Trade talk back in fashion with baseball’s free-agent crop thin – San Francisco Chronicle

The sport’s main offseason showcase once was about general managers making trades in hotel lobbies, huddling in a corner or behind a potted palm and chatting over cocktails deep into the night until a deal was done.

As free agency took over the game, agents took over the winter meetings. The biggest signings became the biggest news. Trades seemed smaller scale.


This year’s meetings could be a throwback because trades might rule again, and the reason is simple: a mediocre free-agent class.

No elite starting pitchers. No elite hitters in their prime now that Yoenis Céspedes took himself off the market and re-signed with the Mets for four years and $110 million.

When the deepest segment of free agency is closers, you know it’s time to make a trade.

That is, unless you’re the Giants and need a ninth-inning savior. Mark Melancon still makes the most sense and remains more likely than Aroldis Chapman or Kenley Jansen.

The top free-agent starter: Rich Hill, who played independent ball two years ago and turns 37 in March.

The top free-agent hitter: Edwin Encarnacion, who turns 34 next month and is best served as a designated hitter.

It’s no wonder the biggest names to find new teams this winter could be moved in trades. It doesn’t get much bigger than pitchers Justin Verlander and Chris Sale and hitters Andrew McCutchen and Joey Votto, and all have been mentioned either in serious trade discussions or at least legitimate rumors.

Blockbuster trades wouldn’t be surprising with so many teams willing to move big chips with the intention of collecting top prospects, especially after watching the Cubs win the World Series with a bunch of young’uns.

Because the A’s can’t go to the winter meetings without being linked to trade talk, we’ll hear about Sonny Gray. Ditto for the Rays: Chris Archer. Aside from Verlander, the downsizing Tigers are open for business with J.D. Martinez, Victor Martinez, Ian Kinsler and perhaps even Miguel Cabrera. The Brewers keep trying to dump Ryan Braun.

The Giants need an outfielder and have been linked to J.D. Martinez and Jay Bruce, both of whom are free agents after next season. Dare we mention McCutchen? The A’s want a center fielder, and Carlos Gomez and Rajai Davis are intriguing.

It’s not as if the free-agent market is dry. Plenty of players are out there, just not franchise players. Teams still can improve by adding Justin Turner, Dexter Fowler, Ian Desmond, Mark Trumbo, Matt Wieters or Wilson Ramos.
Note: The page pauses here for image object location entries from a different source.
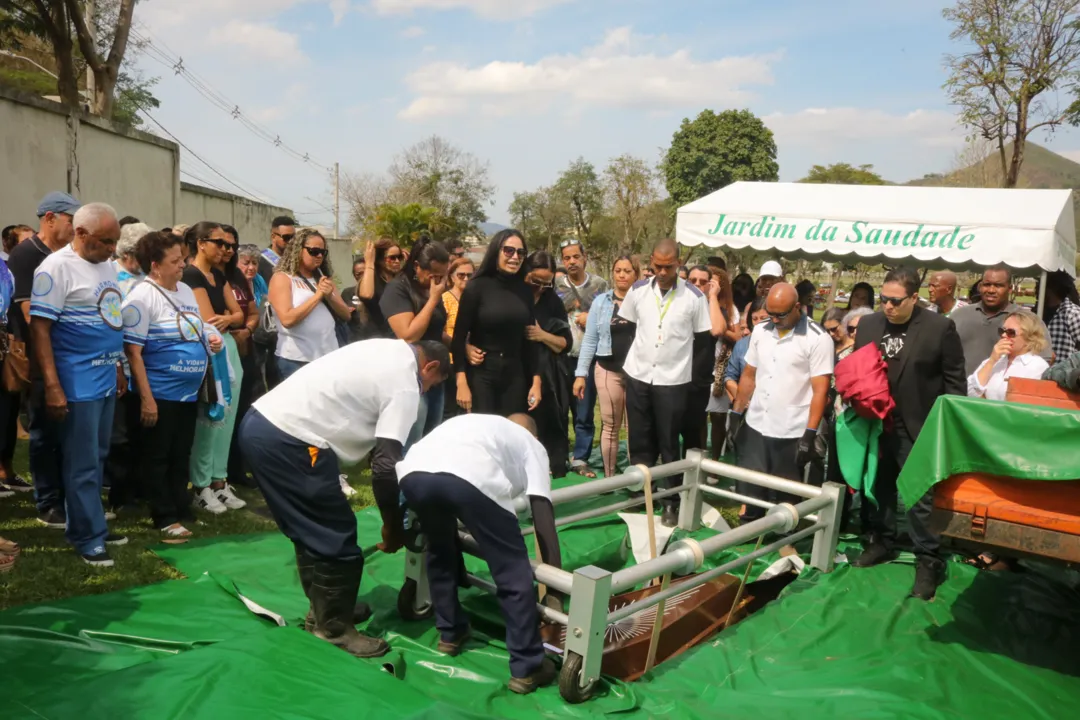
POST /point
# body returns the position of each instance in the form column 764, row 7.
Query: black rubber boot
column 306, row 566
column 334, row 591
column 929, row 573
column 541, row 677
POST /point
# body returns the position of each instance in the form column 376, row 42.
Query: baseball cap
column 58, row 202
column 771, row 269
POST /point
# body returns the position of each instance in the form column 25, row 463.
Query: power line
column 163, row 55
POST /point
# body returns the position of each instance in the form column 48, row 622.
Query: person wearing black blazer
column 926, row 361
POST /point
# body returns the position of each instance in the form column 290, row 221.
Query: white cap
column 771, row 269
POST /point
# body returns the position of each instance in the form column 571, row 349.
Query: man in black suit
column 926, row 361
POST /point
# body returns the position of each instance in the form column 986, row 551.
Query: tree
column 440, row 175
column 844, row 174
column 1024, row 55
column 630, row 185
column 582, row 191
column 715, row 150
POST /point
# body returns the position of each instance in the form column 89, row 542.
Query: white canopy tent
column 961, row 228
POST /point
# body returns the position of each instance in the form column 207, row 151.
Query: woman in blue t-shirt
column 169, row 348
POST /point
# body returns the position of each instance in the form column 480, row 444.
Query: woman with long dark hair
column 413, row 306
column 608, row 338
column 217, row 307
column 551, row 333
column 496, row 308
column 382, row 262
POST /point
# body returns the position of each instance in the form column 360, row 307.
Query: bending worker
column 472, row 469
column 334, row 411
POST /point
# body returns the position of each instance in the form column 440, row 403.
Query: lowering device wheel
column 569, row 680
column 407, row 605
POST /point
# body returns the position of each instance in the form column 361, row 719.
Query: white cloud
column 258, row 41
column 821, row 126
column 488, row 9
column 609, row 75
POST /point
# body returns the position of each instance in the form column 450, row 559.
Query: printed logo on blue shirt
column 42, row 284
column 109, row 306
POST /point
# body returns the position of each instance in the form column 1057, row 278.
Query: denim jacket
column 597, row 338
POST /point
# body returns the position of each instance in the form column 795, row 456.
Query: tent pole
column 1042, row 295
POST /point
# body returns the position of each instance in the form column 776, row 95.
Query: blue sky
column 529, row 85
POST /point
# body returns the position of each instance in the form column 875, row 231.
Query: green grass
column 49, row 569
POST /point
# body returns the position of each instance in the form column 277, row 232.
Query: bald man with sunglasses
column 782, row 395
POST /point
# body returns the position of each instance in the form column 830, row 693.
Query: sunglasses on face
column 893, row 301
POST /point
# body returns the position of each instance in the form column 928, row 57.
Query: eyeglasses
column 893, row 301
column 779, row 316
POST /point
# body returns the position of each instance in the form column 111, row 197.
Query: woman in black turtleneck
column 495, row 310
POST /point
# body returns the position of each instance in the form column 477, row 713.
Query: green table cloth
column 975, row 435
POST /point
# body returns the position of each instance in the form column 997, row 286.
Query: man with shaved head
column 78, row 339
column 667, row 312
column 782, row 395
column 942, row 291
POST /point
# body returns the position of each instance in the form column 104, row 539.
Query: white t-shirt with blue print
column 83, row 301
column 173, row 352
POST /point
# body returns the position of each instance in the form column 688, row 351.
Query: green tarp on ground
column 975, row 435
column 846, row 644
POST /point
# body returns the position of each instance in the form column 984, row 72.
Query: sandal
column 9, row 548
column 176, row 534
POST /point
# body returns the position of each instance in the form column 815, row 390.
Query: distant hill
column 1042, row 170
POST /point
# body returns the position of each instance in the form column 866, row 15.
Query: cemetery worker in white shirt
column 669, row 311
column 77, row 327
column 332, row 412
column 783, row 393
column 472, row 469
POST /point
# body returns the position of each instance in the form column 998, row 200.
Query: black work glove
column 808, row 450
column 734, row 425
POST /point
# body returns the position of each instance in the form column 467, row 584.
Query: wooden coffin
column 1023, row 517
column 689, row 619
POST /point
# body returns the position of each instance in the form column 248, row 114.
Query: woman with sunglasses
column 382, row 262
column 460, row 272
column 305, row 303
column 217, row 307
column 413, row 306
column 1015, row 355
column 500, row 377
column 607, row 339
column 551, row 333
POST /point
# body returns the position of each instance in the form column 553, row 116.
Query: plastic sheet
column 974, row 435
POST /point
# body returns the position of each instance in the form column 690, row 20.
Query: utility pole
column 337, row 199
column 91, row 83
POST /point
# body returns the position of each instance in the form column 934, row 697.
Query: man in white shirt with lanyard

Chris Carter and Tyson Ross became free agents when non-tendered by the Brewers and Padres, respectively. Brad Ziegler and Derek Holland are options for teams who don’t get any of the top three closers.

Bigger names are those mentioned in trade talk, but GMs won’t be cutting deals in the lobby. That’s history. Too many reporters, job seekers and fans, all with phone cameras. Executives stay in their suites these days and text. It’s a different manner of negotiating, but the old exercise of wheeling and dealing could be fashionable again.

Wishful thinking: If Giants fans could pick any available outfielder, it would be an easy call: McCutchen.

By all accounts, the Pirates are ready to move their center fielder, who’ll make $14 million in 2017 with a 2018 club option for $14.5 million, and the question is whether the Giants have what it takes to make a trade.

The Pirates want young pitchers whom they can contractually control for several years, but the Giants don’t have the young starters who fit the bill, which means any package might need to include Gold Glove second baseman Joe Panik.

Longtime Pittsburgh-area reporter John Perrotto, who covered Barry Bonds as a pup, lists the Giants among three teams as possible trade partners and mentioned Derek Law and the possibility of converting Kyle Crick to the bullpen.

The Giants’ top prospects are Christian Arroyo and Tyler Beede, but it’s questionable whether the farm system is attractive enough for them to engage in serious trade talks for any star.

McCutchen’s price has dropped, which works in other teams’ favor, because he’s coming off his worst season. Until further notice, the Nationals lead the McCutchen sweepstakes.

Rays, A’s malaise: The A’s will be losing their revenue-sharing checks over the next four years, and the Rays, the other team desperately seeking a new ballpark, have their own gripes with the new collective bargaining agreement.

The Rays were hoping for a draft overhaul that would benefit lower-revenue/smaller-market teams by providing higher or more picks.

“Disappointed in what we’ve seen so far,” Rays baseball operations president Matt Silverman told the Tampa Bay Times, citing the revenue gap in the AL East that keeps widening. “I’m not optimistic about the CBA in terms of helping us as a lower-revenue club.”

We still wonder how the baseball landscape would have been different had the Rays not drafted Tim Beckham with the first overall pick in 2008 and instead took the guy who went four picks later: kid named Gerald Dempsey Posey III.

Never made sense: One final word on the silly rule, thankfully canned, that gave home-field advantage in the World Series to the league that won the All-Star Game: aboutfriggin’time.